The Inconstant Gardner

Quite a while ago, I remember reading a book by John Le Carré called The Constant Gardener. At that time, it struck me that something was wrong about the title. It wasn't until a while had passed that I realised what had been bugging me.

The thing that was bugging me was the beatification of 'St Howard Gardner', a phenomenon which is truly catholic in its application over a wide range of school systems and abortive attempts at educational enhancement. In Gardner's book, Intelligence Reframed, he confesses his alarm at seeing the implementation of a mishmash of his own ideas. This, to my mind, was one of the pieces of evidence that Gardner never intended to be this far down the road to canonization.

That book, published in 2000, was yet another of his many revised standard versions of his one big idea — that of multiple intelligences. He began by deciding there were roughly three areas of intelligence, more or less corresponding to the ancient criteria of truth, beauty and goodness. Then he extended this to five, then seven, then eight and a half, and so on. The only thing that remained constant about his idea was the concept that there were several (an indeterminate number of) kinds of intelligences.

The empirical fact, as anyone can tell you, is that humanity is so varied and complex that there are an infinite number of expressions of intelligence, all of which fit one criterion: the thing done is considered by other humans to be an intelligent deed.
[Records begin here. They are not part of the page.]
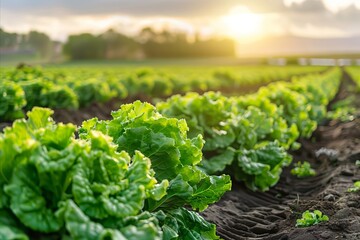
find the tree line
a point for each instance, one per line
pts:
(114, 45)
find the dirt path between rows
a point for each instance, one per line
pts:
(243, 214)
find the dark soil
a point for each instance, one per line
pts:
(243, 214)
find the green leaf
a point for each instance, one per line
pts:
(183, 224)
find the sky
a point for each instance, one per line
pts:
(239, 19)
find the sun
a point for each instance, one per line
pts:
(241, 23)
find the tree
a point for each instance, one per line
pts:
(40, 42)
(85, 46)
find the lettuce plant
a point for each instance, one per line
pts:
(54, 184)
(309, 218)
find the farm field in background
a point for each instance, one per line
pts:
(166, 152)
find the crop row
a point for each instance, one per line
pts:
(24, 88)
(248, 136)
(354, 72)
(131, 177)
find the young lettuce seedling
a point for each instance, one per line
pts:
(303, 170)
(356, 187)
(311, 218)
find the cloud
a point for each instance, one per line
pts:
(60, 18)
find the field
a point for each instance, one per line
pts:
(208, 152)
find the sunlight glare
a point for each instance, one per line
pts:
(241, 23)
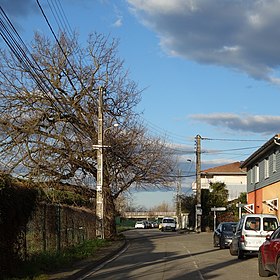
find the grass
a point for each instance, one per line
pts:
(40, 264)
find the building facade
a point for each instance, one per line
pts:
(232, 175)
(263, 177)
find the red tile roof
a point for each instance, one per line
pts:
(231, 168)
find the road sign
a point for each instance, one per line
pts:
(218, 209)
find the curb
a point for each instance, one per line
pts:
(85, 269)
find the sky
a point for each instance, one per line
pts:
(208, 68)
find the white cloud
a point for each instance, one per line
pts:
(266, 125)
(239, 34)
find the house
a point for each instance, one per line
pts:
(232, 175)
(263, 177)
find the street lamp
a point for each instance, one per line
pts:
(99, 185)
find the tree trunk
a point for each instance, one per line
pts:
(110, 231)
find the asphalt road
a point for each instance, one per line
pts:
(155, 255)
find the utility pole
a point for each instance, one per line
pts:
(99, 185)
(179, 202)
(198, 211)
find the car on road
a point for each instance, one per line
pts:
(168, 223)
(140, 224)
(251, 232)
(222, 236)
(269, 253)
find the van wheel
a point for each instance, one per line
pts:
(262, 271)
(278, 269)
(240, 254)
(222, 244)
(233, 253)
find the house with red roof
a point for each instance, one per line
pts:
(232, 175)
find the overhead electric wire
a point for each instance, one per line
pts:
(21, 52)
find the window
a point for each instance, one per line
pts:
(266, 168)
(274, 161)
(257, 171)
(269, 224)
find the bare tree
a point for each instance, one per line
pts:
(49, 119)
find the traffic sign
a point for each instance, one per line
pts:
(218, 209)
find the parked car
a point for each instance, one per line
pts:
(269, 253)
(140, 224)
(251, 232)
(223, 234)
(168, 223)
(154, 224)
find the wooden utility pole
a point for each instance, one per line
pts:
(99, 185)
(198, 211)
(179, 202)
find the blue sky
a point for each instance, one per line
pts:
(206, 67)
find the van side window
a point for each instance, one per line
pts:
(252, 223)
(240, 224)
(269, 224)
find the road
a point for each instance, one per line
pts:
(155, 255)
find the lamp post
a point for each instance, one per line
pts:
(99, 184)
(198, 211)
(100, 160)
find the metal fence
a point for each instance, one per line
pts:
(54, 227)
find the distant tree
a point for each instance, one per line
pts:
(49, 119)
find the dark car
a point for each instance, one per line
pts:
(269, 253)
(223, 234)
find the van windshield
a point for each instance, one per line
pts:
(252, 223)
(269, 224)
(168, 221)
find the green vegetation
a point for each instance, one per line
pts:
(40, 264)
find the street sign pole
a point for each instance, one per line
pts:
(215, 209)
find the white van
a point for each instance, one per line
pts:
(251, 232)
(168, 223)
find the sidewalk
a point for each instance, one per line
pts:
(83, 267)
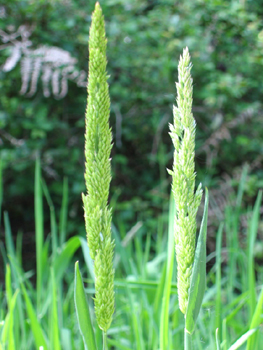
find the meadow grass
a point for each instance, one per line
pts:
(141, 320)
(37, 308)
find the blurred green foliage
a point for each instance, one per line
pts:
(145, 39)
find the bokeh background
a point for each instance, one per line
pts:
(145, 40)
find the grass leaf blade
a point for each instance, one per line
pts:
(82, 311)
(198, 278)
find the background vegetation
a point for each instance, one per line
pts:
(145, 39)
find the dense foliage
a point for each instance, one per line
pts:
(144, 40)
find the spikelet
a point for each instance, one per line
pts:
(183, 174)
(98, 144)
It is so circularly defined that there is actually no meaningful standard for intelligence; Arthur Clarke, inventor of the geosynchronous satellite, was moved to say, "It has yet to be proven that intelligence has any survival value."

The only reason we continue to attempt to canonize the blessed Howard is that it is so much more convenient to categorize subjects and intelligences. The two things are related. We tend to say things like, "He's a genius at organic chemistry," and, "She's brilliant at thermal physics."
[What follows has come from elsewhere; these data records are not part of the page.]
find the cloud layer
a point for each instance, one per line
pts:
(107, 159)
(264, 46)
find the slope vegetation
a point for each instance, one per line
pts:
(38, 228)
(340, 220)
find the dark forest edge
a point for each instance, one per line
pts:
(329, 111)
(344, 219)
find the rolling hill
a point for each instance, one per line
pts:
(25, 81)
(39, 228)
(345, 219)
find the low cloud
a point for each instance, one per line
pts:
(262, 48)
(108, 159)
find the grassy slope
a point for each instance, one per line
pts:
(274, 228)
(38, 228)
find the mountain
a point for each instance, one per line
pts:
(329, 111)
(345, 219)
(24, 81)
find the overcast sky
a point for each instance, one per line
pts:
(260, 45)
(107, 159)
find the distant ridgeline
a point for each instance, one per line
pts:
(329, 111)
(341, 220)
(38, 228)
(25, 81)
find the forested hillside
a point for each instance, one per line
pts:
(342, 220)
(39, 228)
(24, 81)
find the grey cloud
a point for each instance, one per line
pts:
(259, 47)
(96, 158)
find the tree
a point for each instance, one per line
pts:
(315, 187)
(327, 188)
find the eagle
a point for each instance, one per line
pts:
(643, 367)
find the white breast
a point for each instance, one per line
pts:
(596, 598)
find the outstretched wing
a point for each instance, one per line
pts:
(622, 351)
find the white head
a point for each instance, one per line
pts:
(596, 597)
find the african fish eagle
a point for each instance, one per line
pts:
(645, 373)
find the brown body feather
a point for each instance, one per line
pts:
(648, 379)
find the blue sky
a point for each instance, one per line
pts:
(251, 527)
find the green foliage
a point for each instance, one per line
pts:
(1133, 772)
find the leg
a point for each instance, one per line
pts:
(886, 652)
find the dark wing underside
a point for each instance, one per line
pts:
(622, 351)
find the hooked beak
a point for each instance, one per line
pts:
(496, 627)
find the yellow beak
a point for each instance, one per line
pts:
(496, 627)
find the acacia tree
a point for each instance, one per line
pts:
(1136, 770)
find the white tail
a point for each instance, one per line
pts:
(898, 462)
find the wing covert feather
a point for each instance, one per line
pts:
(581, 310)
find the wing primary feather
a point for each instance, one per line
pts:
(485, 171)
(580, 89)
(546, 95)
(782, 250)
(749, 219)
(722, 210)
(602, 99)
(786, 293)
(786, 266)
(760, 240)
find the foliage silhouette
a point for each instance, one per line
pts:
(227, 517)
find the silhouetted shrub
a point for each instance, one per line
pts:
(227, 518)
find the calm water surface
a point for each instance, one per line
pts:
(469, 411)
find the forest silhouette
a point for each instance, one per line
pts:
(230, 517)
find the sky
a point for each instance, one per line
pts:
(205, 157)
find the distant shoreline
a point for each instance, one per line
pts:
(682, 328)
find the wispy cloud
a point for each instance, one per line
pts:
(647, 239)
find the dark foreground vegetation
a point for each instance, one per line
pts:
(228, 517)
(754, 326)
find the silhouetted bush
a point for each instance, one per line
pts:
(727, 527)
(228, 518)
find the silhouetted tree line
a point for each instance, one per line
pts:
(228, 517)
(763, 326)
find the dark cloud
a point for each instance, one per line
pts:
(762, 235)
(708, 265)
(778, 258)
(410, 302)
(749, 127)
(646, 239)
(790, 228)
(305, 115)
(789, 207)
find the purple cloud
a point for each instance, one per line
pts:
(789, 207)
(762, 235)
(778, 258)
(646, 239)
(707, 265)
Such statements imply that the intelligence involved is highly specialised, and that perhaps the person referred to could be differently competent in some other area. But these areas themselves are artificial subdivisions of artificial divisions of knowledge. It is always amusing to get teachers, for example, to define their areas of knowledge — and then without pause, to goad them into explaining what is defined by these areas, and what they contain that is qualitatively different in terms of values and ideas related to humanity.
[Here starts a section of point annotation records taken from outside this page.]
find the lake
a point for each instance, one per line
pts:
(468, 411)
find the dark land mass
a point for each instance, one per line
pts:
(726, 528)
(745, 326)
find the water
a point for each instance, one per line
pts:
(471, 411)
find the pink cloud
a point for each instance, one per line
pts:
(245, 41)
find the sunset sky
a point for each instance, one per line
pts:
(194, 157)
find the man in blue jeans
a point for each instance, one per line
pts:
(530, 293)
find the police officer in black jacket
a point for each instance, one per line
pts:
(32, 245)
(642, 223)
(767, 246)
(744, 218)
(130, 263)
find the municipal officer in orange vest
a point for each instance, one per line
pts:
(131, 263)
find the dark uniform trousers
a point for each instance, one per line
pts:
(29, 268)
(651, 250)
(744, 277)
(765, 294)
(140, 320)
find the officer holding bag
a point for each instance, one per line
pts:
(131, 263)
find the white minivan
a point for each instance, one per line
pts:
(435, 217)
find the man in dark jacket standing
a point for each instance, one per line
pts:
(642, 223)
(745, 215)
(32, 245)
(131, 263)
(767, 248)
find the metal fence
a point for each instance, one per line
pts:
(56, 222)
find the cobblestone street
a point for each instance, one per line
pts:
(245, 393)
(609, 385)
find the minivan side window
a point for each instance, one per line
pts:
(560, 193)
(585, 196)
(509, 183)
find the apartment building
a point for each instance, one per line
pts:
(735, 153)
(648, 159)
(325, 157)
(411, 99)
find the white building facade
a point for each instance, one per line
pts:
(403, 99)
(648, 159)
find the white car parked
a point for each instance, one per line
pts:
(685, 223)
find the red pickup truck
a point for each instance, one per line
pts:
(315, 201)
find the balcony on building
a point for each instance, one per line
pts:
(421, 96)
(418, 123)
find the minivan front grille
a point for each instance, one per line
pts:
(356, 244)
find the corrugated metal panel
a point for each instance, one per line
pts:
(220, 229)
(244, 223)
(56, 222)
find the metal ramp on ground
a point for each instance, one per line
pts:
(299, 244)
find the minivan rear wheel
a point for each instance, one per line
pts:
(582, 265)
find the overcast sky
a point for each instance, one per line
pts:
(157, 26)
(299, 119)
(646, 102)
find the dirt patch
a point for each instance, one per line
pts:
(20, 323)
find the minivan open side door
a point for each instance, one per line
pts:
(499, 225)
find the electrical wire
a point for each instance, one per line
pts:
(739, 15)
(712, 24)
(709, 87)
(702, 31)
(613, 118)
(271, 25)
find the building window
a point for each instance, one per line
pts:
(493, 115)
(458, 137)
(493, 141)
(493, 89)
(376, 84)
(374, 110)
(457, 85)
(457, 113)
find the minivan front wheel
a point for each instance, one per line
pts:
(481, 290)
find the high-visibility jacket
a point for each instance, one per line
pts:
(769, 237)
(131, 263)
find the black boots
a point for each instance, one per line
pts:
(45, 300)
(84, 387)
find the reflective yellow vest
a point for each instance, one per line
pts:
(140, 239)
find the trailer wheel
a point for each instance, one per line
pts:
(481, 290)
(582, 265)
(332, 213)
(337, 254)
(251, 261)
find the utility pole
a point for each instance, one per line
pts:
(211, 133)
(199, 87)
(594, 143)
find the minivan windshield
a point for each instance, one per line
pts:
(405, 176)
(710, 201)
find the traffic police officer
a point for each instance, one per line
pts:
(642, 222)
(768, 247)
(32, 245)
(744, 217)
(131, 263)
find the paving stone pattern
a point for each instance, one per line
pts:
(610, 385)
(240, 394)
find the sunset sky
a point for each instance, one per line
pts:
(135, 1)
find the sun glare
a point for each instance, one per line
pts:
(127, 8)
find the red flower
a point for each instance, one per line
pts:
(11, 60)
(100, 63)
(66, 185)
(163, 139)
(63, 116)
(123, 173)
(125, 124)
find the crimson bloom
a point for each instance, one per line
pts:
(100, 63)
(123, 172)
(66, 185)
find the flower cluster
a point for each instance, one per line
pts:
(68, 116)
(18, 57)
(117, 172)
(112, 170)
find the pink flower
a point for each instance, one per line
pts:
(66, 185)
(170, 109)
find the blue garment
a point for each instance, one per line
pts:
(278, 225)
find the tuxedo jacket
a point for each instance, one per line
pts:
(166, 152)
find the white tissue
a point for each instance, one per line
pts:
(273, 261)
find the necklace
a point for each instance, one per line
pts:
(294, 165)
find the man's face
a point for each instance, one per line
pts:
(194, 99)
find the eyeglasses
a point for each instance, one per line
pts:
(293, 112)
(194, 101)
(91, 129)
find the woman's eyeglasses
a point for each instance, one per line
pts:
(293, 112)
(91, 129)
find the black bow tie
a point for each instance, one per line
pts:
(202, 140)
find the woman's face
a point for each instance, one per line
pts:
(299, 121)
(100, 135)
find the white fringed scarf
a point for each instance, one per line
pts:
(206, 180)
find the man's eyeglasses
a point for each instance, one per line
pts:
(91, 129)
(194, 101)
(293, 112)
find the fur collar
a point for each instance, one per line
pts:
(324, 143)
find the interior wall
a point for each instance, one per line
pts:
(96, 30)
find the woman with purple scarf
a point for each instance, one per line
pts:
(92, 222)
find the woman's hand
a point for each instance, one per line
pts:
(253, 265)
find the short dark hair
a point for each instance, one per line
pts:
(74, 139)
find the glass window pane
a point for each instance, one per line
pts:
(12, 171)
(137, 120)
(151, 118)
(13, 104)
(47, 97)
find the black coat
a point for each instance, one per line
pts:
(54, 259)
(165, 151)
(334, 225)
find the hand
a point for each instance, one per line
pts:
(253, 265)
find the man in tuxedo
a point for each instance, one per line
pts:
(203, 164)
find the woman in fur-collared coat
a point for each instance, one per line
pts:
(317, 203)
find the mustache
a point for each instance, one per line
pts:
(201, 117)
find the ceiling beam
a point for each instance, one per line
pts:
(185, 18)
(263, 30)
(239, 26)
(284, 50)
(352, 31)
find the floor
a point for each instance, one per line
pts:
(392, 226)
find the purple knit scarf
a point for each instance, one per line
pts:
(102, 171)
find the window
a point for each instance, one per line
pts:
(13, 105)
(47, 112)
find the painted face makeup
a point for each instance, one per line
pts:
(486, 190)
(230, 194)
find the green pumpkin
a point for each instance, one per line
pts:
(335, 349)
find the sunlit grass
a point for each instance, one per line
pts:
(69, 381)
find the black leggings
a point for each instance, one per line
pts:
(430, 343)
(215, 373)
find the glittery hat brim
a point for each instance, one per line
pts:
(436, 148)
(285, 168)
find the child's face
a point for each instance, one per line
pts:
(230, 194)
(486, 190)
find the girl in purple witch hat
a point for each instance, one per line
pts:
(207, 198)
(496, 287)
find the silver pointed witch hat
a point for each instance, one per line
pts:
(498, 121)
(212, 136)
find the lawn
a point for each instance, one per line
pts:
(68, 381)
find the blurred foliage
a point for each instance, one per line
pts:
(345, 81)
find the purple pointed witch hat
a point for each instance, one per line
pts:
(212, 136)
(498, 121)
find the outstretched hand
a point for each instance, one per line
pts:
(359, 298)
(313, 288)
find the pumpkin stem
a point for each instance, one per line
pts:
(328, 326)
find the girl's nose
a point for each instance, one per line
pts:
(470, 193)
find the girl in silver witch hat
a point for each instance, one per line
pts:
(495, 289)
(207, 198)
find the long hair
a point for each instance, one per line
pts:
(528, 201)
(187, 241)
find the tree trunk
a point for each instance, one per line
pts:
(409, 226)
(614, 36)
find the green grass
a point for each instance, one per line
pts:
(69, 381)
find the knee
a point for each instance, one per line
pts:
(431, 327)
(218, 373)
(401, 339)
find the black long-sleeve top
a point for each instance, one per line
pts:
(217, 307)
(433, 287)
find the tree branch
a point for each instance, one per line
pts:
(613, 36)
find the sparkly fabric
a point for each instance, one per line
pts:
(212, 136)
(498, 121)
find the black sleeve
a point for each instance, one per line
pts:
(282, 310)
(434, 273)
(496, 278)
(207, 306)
(For example, ask a teacher to define 'Chemistry' and then ask what Chemistry defines, and what it is about Chemistry that makes it different from any other subject in terms of values and the useful general skills. Most of them wouldn't be able to give you a definitive answer — that is, one which did not require further elaboration.)

When writing student references, the most useless thing is actually the students' grades in different subjects. These tell you nothing at all about the person as a human being. On the face of it, they should be able to tell you how industrious or intelligent the student is; actually, some reflection will tell you that they tell you nothing of the sort. Consider a person who gets a top grade for History: what does it tell you about this person, apart from the naked fact that this person was able to give answers on a specific day of a specific year that met a certain arbitrary standard?

This is why anyone who tries to sell you a multiple intelligences model should be slapped around a few times. All you need to do is ask him, "Would you consent to be evaluated in terms of this model?" Then you make him do a bunch of random meaningless things and ask him to evaluate himself by questionnaire. The result will have more in common with his self-image than with his actual level of performance when measured against the population at large.